Bugfix for SemanticScholar provider

Direct urls to PDF files on SemanticScholar seem to be deprecated. Instead, we need to pull the pdf link from the html.
author: Gertjan van den Burg <gertjanvandenburg@gmail.com> 2021-03-27 20:18:29 +0000
committer: Gertjan van den Burg <gertjanvandenburg@gmail.com> 2021-03-27 20:18:29 +0000
commit: fc21fac9ddac5757aedf91636911f9f5e0798a73 (patch)
tree: 1b50b8afe9801202b440f776e47dd9bf616c932b
parent: Bump version and update changelog (diff)

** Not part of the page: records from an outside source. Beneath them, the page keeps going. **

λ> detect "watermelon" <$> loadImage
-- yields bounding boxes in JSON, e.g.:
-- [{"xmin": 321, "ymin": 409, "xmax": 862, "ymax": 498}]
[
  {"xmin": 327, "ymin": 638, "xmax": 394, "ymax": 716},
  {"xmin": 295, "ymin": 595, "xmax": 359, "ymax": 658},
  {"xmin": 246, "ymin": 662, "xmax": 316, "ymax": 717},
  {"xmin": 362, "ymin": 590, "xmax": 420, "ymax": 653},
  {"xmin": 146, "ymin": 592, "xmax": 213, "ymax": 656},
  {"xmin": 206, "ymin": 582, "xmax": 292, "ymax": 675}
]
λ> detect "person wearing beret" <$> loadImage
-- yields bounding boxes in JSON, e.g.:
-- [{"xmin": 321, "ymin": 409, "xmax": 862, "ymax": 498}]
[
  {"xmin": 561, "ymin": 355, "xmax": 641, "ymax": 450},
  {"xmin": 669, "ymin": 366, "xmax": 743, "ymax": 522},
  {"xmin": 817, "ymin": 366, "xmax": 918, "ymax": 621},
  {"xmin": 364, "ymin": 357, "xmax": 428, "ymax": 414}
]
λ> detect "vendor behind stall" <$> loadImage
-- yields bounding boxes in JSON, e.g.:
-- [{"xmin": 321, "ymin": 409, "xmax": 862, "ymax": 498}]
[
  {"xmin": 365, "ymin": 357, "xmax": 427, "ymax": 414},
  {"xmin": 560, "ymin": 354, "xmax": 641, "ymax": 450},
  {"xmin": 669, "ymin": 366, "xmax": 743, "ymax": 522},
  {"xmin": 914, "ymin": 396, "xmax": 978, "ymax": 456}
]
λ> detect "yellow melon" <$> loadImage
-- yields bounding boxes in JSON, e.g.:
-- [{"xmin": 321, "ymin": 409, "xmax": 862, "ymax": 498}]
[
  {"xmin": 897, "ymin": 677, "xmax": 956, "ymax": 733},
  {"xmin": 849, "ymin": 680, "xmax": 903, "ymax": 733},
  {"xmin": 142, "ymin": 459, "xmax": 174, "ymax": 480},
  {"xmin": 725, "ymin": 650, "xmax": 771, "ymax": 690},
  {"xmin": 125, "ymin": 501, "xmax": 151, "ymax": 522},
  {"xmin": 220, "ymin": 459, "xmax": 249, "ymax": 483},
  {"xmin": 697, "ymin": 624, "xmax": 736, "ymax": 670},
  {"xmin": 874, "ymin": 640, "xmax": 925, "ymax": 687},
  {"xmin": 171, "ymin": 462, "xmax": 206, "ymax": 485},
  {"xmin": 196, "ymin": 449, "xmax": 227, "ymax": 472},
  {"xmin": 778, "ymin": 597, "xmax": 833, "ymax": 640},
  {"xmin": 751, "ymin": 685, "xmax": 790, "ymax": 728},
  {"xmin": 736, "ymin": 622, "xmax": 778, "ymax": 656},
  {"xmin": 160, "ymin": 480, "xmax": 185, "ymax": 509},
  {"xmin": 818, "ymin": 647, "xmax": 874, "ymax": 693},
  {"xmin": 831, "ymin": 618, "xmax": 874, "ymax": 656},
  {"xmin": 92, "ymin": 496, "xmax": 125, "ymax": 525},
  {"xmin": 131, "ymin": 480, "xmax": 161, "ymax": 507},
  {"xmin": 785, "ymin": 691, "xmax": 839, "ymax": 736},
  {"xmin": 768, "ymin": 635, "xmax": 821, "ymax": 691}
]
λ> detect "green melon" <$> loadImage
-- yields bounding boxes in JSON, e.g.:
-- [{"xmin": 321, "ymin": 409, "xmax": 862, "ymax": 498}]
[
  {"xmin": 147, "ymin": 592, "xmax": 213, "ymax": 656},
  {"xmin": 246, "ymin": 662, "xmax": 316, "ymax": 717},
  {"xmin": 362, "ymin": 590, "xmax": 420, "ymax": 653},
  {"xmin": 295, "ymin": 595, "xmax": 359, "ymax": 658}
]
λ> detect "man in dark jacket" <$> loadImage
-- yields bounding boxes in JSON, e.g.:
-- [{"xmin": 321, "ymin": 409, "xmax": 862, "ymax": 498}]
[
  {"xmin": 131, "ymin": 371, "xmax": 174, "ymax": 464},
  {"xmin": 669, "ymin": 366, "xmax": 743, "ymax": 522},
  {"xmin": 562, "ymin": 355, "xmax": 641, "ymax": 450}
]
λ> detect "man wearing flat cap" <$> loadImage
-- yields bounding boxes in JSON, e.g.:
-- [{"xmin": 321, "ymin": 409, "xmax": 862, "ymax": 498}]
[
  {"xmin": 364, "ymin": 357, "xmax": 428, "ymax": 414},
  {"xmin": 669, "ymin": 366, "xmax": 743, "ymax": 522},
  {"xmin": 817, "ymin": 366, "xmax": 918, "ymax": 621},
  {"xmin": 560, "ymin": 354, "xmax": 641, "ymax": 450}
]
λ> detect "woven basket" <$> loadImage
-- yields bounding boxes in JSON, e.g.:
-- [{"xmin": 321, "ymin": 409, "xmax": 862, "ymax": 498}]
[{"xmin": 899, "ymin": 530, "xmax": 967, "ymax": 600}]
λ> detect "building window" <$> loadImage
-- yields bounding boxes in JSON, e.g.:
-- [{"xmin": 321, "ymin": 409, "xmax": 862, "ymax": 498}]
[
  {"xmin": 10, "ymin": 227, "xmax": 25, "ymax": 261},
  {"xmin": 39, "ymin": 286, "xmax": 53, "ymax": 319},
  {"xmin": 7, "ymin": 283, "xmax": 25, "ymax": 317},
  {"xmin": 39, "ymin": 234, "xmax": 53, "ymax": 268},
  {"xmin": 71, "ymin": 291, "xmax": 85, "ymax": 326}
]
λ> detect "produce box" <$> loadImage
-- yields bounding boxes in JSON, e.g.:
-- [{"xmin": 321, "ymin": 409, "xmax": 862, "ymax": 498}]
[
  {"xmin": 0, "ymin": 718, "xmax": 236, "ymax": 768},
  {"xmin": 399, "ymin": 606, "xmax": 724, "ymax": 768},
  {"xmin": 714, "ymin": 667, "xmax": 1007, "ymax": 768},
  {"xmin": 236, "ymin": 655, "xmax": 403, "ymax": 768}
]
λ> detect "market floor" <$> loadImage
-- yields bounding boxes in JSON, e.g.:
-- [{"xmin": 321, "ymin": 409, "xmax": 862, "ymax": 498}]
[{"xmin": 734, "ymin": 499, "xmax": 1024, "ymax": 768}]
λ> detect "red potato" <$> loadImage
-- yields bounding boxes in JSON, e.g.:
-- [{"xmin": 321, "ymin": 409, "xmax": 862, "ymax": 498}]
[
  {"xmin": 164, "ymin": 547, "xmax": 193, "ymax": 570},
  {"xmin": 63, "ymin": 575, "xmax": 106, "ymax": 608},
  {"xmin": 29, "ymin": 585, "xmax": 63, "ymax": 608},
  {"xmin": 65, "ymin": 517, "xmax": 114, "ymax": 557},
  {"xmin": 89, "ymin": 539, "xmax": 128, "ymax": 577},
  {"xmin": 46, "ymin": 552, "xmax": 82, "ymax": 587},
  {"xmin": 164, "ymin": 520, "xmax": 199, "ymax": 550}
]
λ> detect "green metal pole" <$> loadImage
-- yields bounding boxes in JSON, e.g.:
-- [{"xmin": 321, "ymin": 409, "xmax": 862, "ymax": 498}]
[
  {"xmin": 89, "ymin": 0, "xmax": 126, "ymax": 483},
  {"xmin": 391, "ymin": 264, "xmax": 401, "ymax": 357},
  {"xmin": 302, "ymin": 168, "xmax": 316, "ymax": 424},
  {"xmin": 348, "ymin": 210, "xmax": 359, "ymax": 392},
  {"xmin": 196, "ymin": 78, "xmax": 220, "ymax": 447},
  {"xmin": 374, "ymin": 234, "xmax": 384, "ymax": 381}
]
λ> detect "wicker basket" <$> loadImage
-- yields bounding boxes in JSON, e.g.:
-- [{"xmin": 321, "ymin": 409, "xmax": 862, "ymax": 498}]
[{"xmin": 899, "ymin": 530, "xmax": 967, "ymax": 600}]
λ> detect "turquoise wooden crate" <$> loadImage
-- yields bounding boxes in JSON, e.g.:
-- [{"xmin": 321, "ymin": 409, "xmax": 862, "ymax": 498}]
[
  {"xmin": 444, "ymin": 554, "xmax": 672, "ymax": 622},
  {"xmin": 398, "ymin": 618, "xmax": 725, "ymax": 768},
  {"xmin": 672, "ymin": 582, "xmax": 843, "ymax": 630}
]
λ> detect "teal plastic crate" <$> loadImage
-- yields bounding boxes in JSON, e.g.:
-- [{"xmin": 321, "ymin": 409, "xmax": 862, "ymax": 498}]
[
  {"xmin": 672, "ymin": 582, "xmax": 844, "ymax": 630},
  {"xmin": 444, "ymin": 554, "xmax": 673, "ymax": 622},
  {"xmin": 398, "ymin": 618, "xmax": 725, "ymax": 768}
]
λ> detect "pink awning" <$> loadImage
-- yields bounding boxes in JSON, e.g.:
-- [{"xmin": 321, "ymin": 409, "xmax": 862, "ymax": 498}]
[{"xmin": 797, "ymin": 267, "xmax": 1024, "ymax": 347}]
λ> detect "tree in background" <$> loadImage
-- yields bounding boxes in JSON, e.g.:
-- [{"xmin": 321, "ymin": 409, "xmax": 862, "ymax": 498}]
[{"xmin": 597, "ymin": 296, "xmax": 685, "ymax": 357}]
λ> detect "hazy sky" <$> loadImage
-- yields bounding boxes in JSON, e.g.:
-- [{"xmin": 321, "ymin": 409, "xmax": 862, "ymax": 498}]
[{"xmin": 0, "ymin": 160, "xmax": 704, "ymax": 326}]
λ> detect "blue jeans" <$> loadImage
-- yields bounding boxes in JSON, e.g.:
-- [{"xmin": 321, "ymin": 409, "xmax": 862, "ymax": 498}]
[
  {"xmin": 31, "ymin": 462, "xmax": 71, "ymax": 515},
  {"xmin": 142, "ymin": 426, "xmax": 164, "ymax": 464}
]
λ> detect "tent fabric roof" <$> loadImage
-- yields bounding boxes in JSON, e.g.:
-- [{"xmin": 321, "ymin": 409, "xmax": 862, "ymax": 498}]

download: paper2remarkable-fc21fac9ddac5757aedf91636911f9f5e0798a73.tar.gz
paper2remarkable-fc21fac9ddac5757aedf91636911f9f5e0798a73.zip
3 files changed, 52 insertions, 18 deletions
diff --git a/paper2remarkable/exceptions.py b/paper2remarkable/exceptions.py
index b433ad4..4a4c572 100644
--- a/paper2remarkable/exceptions.py
+++ b/paper2remarkable/exceptions.py
@@ -32,7 +32,7 @@ class URLResolutionError(Error):
     def __init__(self, provider, url, reason=None):
         self.provider = provider
         self.url = url
-        self.reason = None
+        self.reason = reason
 
     def __str__(self):
         msg = "ERROR: Couldn't figure out {provider} URLs from provided url: {url}".format(
diff --git a/paper2remarkable/providers/semantic_scholar.py b/paper2remarkable/providers/semantic_scholar.py
index 0a1b414..8628156 100644
--- a/paper2remarkable/providers/semantic_scholar.py
+++ b/paper2remarkable/providers/semantic_scholar.py
@@ -14,7 +14,7 @@ import bs4
 from ._base import Provider
 from ._info import Informer
 from ..exceptions import URLResolutionError
-from ..utils import get_page_with_retry
+from ..utils import get_page_with_retry, get_content_type_with_retry
 
 
 class SemanticScholarInformer(Informer):
@@ -30,7 +30,6 @@ class SemanticScholar(Provider):
     re_abs = (
         "https?:\/\/www.semanticscholar.org/paper/[A-Za-z0-9%\-]+/[0-9a-f]{40}"
     )
-    re_pdf = "https?:\/\/pdfs.semanticscholar.org/[0-9a-f]{4}/[0-9a-f]{36}.pdf"
 
     def __init__(self, *args, **kwargs):
         super().__init__(*args, **kwargs)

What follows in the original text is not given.